Ray niega con la cabeza.

—No se lo reprocho. Todos los expertos dicen que las vacunas son seguras y no estuvo presente cuando las dos criaturas tuvieron los ataques. Solo Wendy y yo vimos lo que sucedió. Por lo que Angus sabía, yo era una asesina que había convencido a Wendy de que mintiera.

—Eras su mujer —le recuerdo—. Debería haber sabido que nunca habrías matado a tus niños.

—Puede que hubiera reaccionado de manera positiva de no ser por la depresión que afirmé sufrir. Fingí para irme a Suiza con Fiona. Por culpa de mi comedia dudó de todo lo que creía saber de mí. Y no se lo reprocho porque fue culpa mía. No se lo reproché ni siquiera entonces, aunque… —La voz se le quiebra y mira al techo como temerosa de que Angus haga aparición en cualquier momento. «No puede tenerle miedo y menos si planea volver a casarse con él».

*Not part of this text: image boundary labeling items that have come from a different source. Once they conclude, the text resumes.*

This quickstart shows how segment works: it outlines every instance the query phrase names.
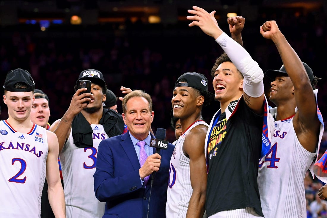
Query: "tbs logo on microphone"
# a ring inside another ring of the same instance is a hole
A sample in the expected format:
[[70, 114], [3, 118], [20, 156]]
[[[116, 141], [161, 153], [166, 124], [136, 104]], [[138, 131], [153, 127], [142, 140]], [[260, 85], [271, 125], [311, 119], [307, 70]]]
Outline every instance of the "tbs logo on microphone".
[[166, 150], [168, 146], [168, 141], [158, 138], [151, 139], [150, 147], [155, 148]]

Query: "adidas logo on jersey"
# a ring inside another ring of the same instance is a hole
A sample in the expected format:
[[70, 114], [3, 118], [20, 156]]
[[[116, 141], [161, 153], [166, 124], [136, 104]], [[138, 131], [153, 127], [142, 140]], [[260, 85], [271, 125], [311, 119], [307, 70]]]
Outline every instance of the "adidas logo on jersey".
[[2, 129], [0, 130], [0, 133], [1, 133], [1, 134], [4, 136], [8, 134], [8, 132], [4, 129]]
[[25, 139], [25, 138], [24, 137], [24, 136], [22, 135], [18, 137], [18, 138], [20, 138], [21, 139]]

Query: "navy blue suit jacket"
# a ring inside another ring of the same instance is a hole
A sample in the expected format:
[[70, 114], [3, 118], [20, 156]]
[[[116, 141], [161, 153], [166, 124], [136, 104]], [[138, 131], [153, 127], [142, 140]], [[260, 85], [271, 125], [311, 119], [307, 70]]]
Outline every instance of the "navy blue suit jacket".
[[[152, 135], [151, 138], [154, 138]], [[95, 196], [106, 202], [102, 217], [146, 218], [150, 198], [149, 218], [164, 218], [170, 158], [174, 147], [169, 143], [167, 150], [160, 150], [161, 164], [150, 196], [150, 180], [146, 188], [142, 184], [140, 162], [129, 132], [102, 140], [94, 175]]]

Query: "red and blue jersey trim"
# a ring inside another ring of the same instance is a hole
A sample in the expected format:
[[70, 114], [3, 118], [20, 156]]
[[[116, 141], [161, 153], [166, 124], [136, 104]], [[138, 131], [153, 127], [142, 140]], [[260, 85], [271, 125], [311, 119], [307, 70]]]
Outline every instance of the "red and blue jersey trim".
[[[8, 128], [13, 133], [15, 133], [17, 132], [17, 131], [15, 130], [15, 129], [14, 129], [12, 126], [10, 125], [10, 124], [9, 124], [9, 123], [8, 122], [8, 121], [7, 121], [7, 120], [6, 119], [4, 120], [2, 120], [2, 121], [8, 127]], [[31, 130], [30, 130], [29, 132], [27, 133], [27, 134], [29, 135], [33, 135], [33, 133], [34, 133], [34, 132], [35, 132], [35, 130], [36, 129], [37, 126], [37, 125], [35, 123], [33, 123], [33, 126], [32, 127], [32, 128], [31, 129]]]

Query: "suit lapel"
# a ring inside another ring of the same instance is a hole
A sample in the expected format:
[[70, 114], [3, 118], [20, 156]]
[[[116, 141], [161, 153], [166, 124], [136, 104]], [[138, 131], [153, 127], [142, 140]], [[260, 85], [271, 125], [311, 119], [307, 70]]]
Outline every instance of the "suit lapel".
[[122, 137], [122, 141], [120, 144], [123, 147], [123, 149], [125, 151], [126, 155], [129, 159], [131, 163], [133, 166], [134, 170], [139, 169], [141, 168], [140, 165], [140, 162], [137, 158], [137, 155], [135, 151], [135, 148], [133, 144], [132, 140], [130, 139], [129, 134], [128, 133], [124, 134]]

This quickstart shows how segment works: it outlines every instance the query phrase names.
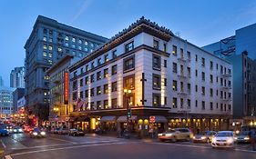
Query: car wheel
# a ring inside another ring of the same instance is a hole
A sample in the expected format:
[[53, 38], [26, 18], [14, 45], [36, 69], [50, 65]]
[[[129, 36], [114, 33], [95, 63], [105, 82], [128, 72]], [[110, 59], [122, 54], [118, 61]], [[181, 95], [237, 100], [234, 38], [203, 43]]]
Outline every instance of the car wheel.
[[207, 144], [209, 144], [209, 143], [210, 143], [210, 138], [208, 138], [208, 139], [206, 140], [206, 143], [207, 143]]
[[173, 138], [171, 139], [171, 141], [172, 141], [173, 143], [176, 143], [176, 142], [177, 142], [176, 136], [173, 136]]

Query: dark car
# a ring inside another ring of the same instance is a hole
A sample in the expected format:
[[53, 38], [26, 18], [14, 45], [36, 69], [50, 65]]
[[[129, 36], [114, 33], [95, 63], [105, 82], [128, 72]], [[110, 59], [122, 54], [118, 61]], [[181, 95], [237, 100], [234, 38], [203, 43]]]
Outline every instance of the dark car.
[[73, 136], [84, 136], [86, 134], [81, 129], [70, 129], [68, 132], [68, 135]]
[[235, 140], [237, 143], [250, 143], [250, 137], [249, 137], [250, 131], [241, 131], [240, 132], [237, 136], [235, 137]]
[[40, 130], [39, 128], [34, 128], [33, 131], [30, 132], [30, 137], [46, 137], [46, 133], [45, 131]]
[[0, 135], [1, 136], [8, 136], [9, 135], [9, 132], [6, 129], [0, 128]]

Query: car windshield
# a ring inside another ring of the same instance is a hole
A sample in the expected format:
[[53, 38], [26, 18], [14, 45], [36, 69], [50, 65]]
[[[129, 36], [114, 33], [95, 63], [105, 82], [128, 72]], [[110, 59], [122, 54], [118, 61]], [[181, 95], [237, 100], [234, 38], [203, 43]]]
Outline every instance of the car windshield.
[[216, 134], [217, 137], [230, 137], [230, 136], [232, 136], [233, 134], [232, 133], [228, 133], [228, 132], [223, 132], [223, 133], [218, 133]]
[[242, 131], [239, 134], [239, 135], [248, 135], [249, 134], [249, 131]]
[[174, 132], [175, 132], [175, 130], [170, 129], [170, 130], [166, 131], [165, 133], [174, 133]]

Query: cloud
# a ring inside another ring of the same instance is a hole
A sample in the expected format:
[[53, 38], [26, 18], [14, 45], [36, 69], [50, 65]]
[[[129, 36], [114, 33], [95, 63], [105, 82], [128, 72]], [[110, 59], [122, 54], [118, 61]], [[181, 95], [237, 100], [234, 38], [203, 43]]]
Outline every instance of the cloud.
[[80, 9], [75, 14], [75, 15], [71, 18], [70, 23], [72, 24], [77, 19], [79, 18], [79, 16], [88, 8], [88, 6], [91, 4], [91, 0], [85, 0], [83, 5], [81, 5]]

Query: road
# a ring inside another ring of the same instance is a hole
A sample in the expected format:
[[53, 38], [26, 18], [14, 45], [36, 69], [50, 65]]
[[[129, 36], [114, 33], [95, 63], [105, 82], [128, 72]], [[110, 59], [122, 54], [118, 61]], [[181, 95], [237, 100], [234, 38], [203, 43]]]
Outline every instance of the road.
[[210, 144], [189, 142], [159, 143], [157, 140], [121, 139], [109, 136], [86, 135], [74, 137], [50, 134], [33, 139], [26, 134], [2, 137], [6, 159], [253, 159], [256, 152], [248, 144], [234, 150], [212, 149]]

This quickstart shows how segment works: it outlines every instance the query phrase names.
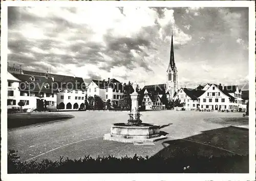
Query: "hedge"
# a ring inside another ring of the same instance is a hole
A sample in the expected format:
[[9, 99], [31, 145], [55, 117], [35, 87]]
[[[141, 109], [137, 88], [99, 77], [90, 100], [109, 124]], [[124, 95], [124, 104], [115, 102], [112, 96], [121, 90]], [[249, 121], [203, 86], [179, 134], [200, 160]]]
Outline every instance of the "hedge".
[[[52, 161], [21, 162], [17, 151], [8, 153], [8, 173], [246, 173], [248, 156], [233, 155], [221, 157], [113, 156], [93, 159], [90, 155], [79, 159], [69, 158]], [[245, 167], [243, 167], [245, 165]], [[248, 167], [247, 167], [248, 166]]]

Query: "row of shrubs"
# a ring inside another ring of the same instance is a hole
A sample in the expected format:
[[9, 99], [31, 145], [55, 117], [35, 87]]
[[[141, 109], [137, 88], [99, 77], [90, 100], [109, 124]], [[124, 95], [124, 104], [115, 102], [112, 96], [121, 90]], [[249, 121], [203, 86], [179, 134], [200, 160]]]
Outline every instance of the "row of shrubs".
[[[113, 156], [90, 156], [71, 160], [52, 161], [44, 160], [40, 162], [32, 161], [21, 162], [17, 152], [10, 150], [8, 155], [8, 173], [244, 173], [247, 167], [238, 170], [234, 165], [248, 162], [248, 156], [233, 155], [222, 157], [199, 156], [185, 155], [164, 158], [127, 156], [118, 159]], [[246, 165], [246, 164], [245, 164]]]

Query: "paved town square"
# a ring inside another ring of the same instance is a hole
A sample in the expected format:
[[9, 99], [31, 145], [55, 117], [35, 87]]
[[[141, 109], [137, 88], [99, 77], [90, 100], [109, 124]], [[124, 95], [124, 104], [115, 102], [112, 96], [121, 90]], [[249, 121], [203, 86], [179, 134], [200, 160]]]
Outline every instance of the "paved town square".
[[[248, 117], [243, 118], [241, 113], [172, 110], [141, 113], [143, 122], [160, 125], [161, 133], [167, 139], [147, 145], [103, 140], [112, 123], [127, 120], [127, 112], [73, 111], [65, 113], [75, 116], [70, 119], [10, 129], [8, 149], [17, 150], [23, 161], [33, 158], [55, 160], [60, 156], [70, 159], [88, 155], [152, 156], [168, 146], [172, 148], [168, 153], [164, 151], [164, 156], [180, 151], [214, 156], [248, 154], [248, 130], [229, 127], [248, 127]], [[233, 121], [225, 121], [228, 120]]]
[[3, 4], [4, 180], [14, 173], [255, 177], [253, 4], [153, 3]]

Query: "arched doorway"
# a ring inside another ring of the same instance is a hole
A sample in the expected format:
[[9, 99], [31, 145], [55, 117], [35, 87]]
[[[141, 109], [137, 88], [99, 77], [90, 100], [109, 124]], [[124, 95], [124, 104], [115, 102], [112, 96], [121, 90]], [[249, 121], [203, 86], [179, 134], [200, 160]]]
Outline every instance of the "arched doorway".
[[80, 104], [80, 108], [81, 109], [84, 109], [84, 104], [81, 103], [81, 104]]
[[78, 109], [78, 104], [77, 104], [77, 103], [75, 103], [75, 104], [74, 104], [74, 105], [73, 106], [73, 109]]
[[61, 102], [59, 103], [58, 108], [59, 109], [64, 109], [65, 108], [65, 104], [63, 102]]
[[67, 104], [66, 109], [71, 109], [72, 108], [72, 105], [71, 105], [70, 102], [69, 102], [68, 104]]

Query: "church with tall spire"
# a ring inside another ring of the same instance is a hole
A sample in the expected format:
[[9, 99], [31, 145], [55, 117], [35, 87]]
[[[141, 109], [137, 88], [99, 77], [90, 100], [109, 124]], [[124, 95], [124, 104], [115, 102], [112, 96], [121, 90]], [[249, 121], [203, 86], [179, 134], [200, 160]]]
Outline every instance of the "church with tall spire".
[[178, 71], [174, 59], [174, 48], [173, 32], [170, 42], [169, 64], [166, 71], [165, 83], [145, 85], [140, 92], [143, 95], [142, 106], [146, 110], [164, 109], [165, 105], [161, 102], [162, 96], [166, 95], [168, 100], [173, 99], [178, 92]]
[[169, 95], [170, 99], [178, 90], [178, 71], [174, 61], [174, 41], [173, 32], [172, 32], [172, 40], [170, 43], [170, 61], [167, 70], [166, 90]]

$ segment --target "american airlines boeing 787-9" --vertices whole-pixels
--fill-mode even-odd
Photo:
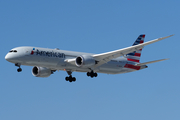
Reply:
[[[86,72],[87,76],[97,77],[97,73],[121,74],[147,68],[147,64],[155,63],[167,59],[155,60],[140,63],[142,48],[146,45],[158,42],[173,35],[154,39],[144,43],[145,35],[139,35],[134,44],[123,49],[91,54],[59,49],[48,49],[39,47],[16,47],[9,51],[5,59],[15,66],[21,65],[34,66],[32,74],[36,77],[49,77],[56,70],[65,70],[68,73],[66,81],[76,81],[72,77],[72,72]]]

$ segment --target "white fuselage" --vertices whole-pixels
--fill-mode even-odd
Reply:
[[[13,52],[13,50],[16,50],[17,52]],[[77,72],[91,71],[89,68],[78,67],[75,63],[70,64],[65,62],[66,59],[75,59],[81,55],[94,54],[39,47],[17,47],[12,49],[12,51],[6,55],[5,59],[12,63],[19,63],[27,66],[46,67],[51,70]],[[128,62],[129,61],[127,61],[126,58],[119,57],[99,66],[95,71],[106,74],[120,74],[135,71],[136,69],[124,67],[126,64],[128,64]],[[130,64],[134,63],[131,62]]]

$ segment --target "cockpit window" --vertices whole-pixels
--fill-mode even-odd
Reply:
[[[9,52],[17,52],[17,50],[11,50],[11,51],[9,51]]]

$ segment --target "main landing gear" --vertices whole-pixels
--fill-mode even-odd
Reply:
[[[75,77],[72,77],[72,72],[71,71],[67,71],[69,77],[66,77],[66,81],[69,81],[69,82],[75,82],[76,81],[76,78]]]
[[[87,72],[87,76],[88,76],[88,77],[90,76],[91,78],[93,78],[93,77],[97,77],[98,74],[95,73],[95,72],[93,72],[93,71],[91,71],[91,72]]]
[[[16,63],[15,66],[19,67],[17,69],[18,72],[21,72],[22,71],[22,68],[21,68],[21,64],[20,63]]]

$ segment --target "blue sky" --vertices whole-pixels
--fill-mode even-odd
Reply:
[[[178,0],[1,0],[1,120],[179,120]],[[103,53],[145,41],[175,36],[146,46],[141,62],[170,58],[141,71],[91,79],[73,73],[48,78],[16,67],[4,57],[18,46]]]

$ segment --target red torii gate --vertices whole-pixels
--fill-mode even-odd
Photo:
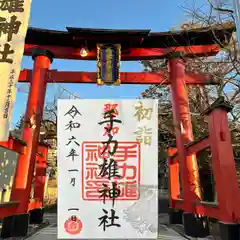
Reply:
[[[31,192],[32,177],[38,150],[38,139],[43,114],[44,99],[47,83],[95,83],[96,73],[92,72],[59,72],[49,70],[53,58],[96,60],[96,44],[118,43],[121,44],[123,61],[153,60],[165,58],[169,63],[169,71],[158,73],[121,73],[123,84],[169,84],[172,91],[173,116],[177,142],[177,160],[171,159],[170,163],[170,207],[172,223],[176,223],[178,212],[176,209],[184,210],[185,230],[190,235],[207,234],[203,224],[197,226],[194,213],[209,217],[217,217],[225,222],[224,228],[229,232],[240,217],[240,209],[237,207],[237,199],[240,199],[233,156],[226,157],[226,153],[232,152],[227,116],[224,103],[220,109],[209,110],[210,124],[209,137],[207,140],[193,144],[191,118],[189,114],[188,93],[186,84],[218,84],[214,82],[209,74],[185,72],[184,58],[214,56],[220,47],[214,39],[227,43],[231,37],[234,27],[224,29],[195,29],[191,31],[151,33],[150,30],[103,30],[103,29],[79,29],[67,28],[64,31],[52,31],[44,29],[29,28],[25,51],[26,56],[32,56],[34,67],[32,70],[23,70],[19,76],[19,82],[29,82],[30,92],[25,115],[24,141],[27,144],[26,152],[19,157],[15,181],[12,187],[11,201],[17,203],[14,212],[7,211],[4,206],[5,233],[8,236],[22,236],[26,234],[28,227],[29,210],[31,219],[35,222],[42,220],[42,203],[29,208],[29,197]],[[82,47],[89,49],[86,57],[80,55]],[[54,81],[52,81],[54,79]],[[216,104],[215,104],[216,105]],[[215,106],[216,107],[216,106]],[[218,106],[219,107],[219,106]],[[217,117],[224,119],[220,123]],[[222,125],[221,125],[222,124]],[[181,132],[180,129],[183,129]],[[223,131],[224,140],[218,139],[216,131]],[[215,134],[215,135],[214,135]],[[215,138],[214,138],[215,136]],[[224,141],[221,142],[221,141]],[[206,144],[207,142],[207,144]],[[186,144],[192,144],[186,147]],[[225,144],[225,145],[224,145]],[[213,157],[215,157],[214,175],[216,175],[217,192],[220,194],[217,210],[204,205],[201,202],[198,167],[195,154],[206,146],[213,146]],[[225,153],[218,155],[219,148],[225,149]],[[214,155],[215,154],[215,155]],[[170,155],[172,153],[170,152]],[[176,155],[176,154],[175,154]],[[225,160],[224,160],[225,159]],[[178,186],[178,162],[180,162],[181,179],[183,184],[183,200],[179,199]],[[221,165],[224,162],[225,165]],[[177,163],[177,164],[176,164]],[[228,171],[225,171],[226,165]],[[46,165],[45,165],[46,167]],[[225,174],[222,172],[225,171]],[[174,182],[173,182],[174,180]],[[42,182],[43,184],[43,182]],[[231,188],[228,186],[231,184]],[[35,188],[36,192],[42,188]],[[222,190],[224,189],[224,191]],[[41,190],[42,191],[42,190]],[[39,192],[36,195],[41,195]],[[235,196],[235,199],[233,198]],[[231,201],[229,203],[229,201]],[[198,202],[198,206],[196,205]],[[228,205],[223,204],[228,201]],[[34,203],[32,203],[34,205]],[[37,206],[38,205],[38,206]],[[210,211],[210,214],[206,213]],[[235,214],[234,218],[232,213]],[[39,220],[40,219],[40,220]],[[189,222],[190,219],[190,222]],[[181,220],[181,219],[180,219]],[[18,223],[18,226],[16,226]],[[227,224],[229,223],[229,224]],[[192,224],[195,224],[194,226]],[[11,227],[9,228],[9,225]],[[21,225],[21,226],[20,226]],[[235,226],[235,225],[234,225]],[[238,227],[238,226],[237,226]],[[235,227],[236,228],[236,227]],[[8,231],[7,231],[7,230]],[[191,232],[191,229],[194,231]],[[227,238],[226,238],[227,239]]]

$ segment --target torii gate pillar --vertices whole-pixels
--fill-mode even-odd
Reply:
[[[178,160],[180,163],[180,177],[183,190],[182,198],[184,199],[183,204],[185,206],[185,212],[183,214],[184,228],[186,232],[189,228],[195,228],[194,231],[197,232],[197,235],[198,232],[203,232],[204,229],[204,233],[202,234],[208,235],[207,225],[205,228],[205,224],[202,222],[202,226],[197,227],[197,224],[193,223],[196,218],[194,216],[195,209],[192,203],[201,200],[201,188],[196,155],[192,154],[187,156],[185,149],[185,144],[193,141],[193,132],[188,90],[185,83],[185,63],[182,56],[183,54],[181,52],[171,53],[168,57],[168,66],[172,93],[173,124],[176,134]],[[170,207],[173,208],[173,206]],[[172,214],[174,214],[174,212]],[[178,212],[176,213],[176,217],[179,219]]]

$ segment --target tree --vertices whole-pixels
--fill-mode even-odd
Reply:
[[[190,4],[190,3],[192,4]],[[234,155],[236,165],[240,165],[240,62],[239,52],[237,51],[236,34],[233,34],[229,44],[220,41],[214,35],[214,29],[234,26],[233,10],[230,9],[228,1],[219,1],[215,6],[211,0],[206,0],[206,4],[200,8],[196,1],[185,1],[182,9],[189,16],[189,21],[180,26],[181,30],[203,31],[202,28],[212,30],[215,42],[221,47],[222,51],[217,57],[185,58],[186,70],[203,73],[211,73],[214,79],[220,81],[217,86],[188,86],[190,112],[193,124],[194,138],[204,136],[207,131],[201,112],[206,109],[217,97],[224,96],[225,99],[234,105],[229,114],[229,127],[232,133]],[[142,62],[145,71],[158,72],[167,71],[165,60],[151,60]],[[166,168],[167,148],[175,141],[170,90],[163,85],[151,86],[142,94],[142,98],[158,98],[159,109],[159,166]],[[200,168],[211,167],[211,155],[209,152],[201,153],[198,156]],[[206,161],[207,159],[207,161]],[[240,169],[238,169],[238,173]]]

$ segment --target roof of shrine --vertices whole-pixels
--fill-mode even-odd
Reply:
[[[29,28],[26,44],[96,48],[97,43],[119,43],[122,48],[167,48],[229,42],[235,26],[228,23],[211,28],[151,32],[151,30],[113,30],[67,27],[67,31]]]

—Empecé a sentirme aterrorizada ante él —dice—. No me dirigía la palabra… eso era lo peor. Yo no cesaba de preguntarle si creía que había matado a Marcella y a Nathaniel y él no respondía. Lo único que decía era: «Solo tú sabes lo que has hecho, Ray». Se mostraba tan impenetrable, tan espantosamente… tranquilo. No podía creer que estuviera tan sereno cuando nuestra vida se estaba desmoronando: yo acusada de asesinato, quizá condenada a ir a la cárcel. Al pensar en aquellos días creo que sufrió una especie de trauma. Estoy segura de que fue eso. Nadie cree que sea posible enloquecer con toda tranquilidad, pero es posible. Y eso es lo que le sucedió a Angus. No sabía que el dolor lo haría pedazos, creía estar en plena posesión de sus facultades y que reaccionaba del modo que suponía más lógico: a mí me acusaban de homicidio, así que su misión era vigilarme y tomar nota de mi conducta para estar seguro de si había o no una base real para acusarme; estoy segura de que es así como él se lo planteaba.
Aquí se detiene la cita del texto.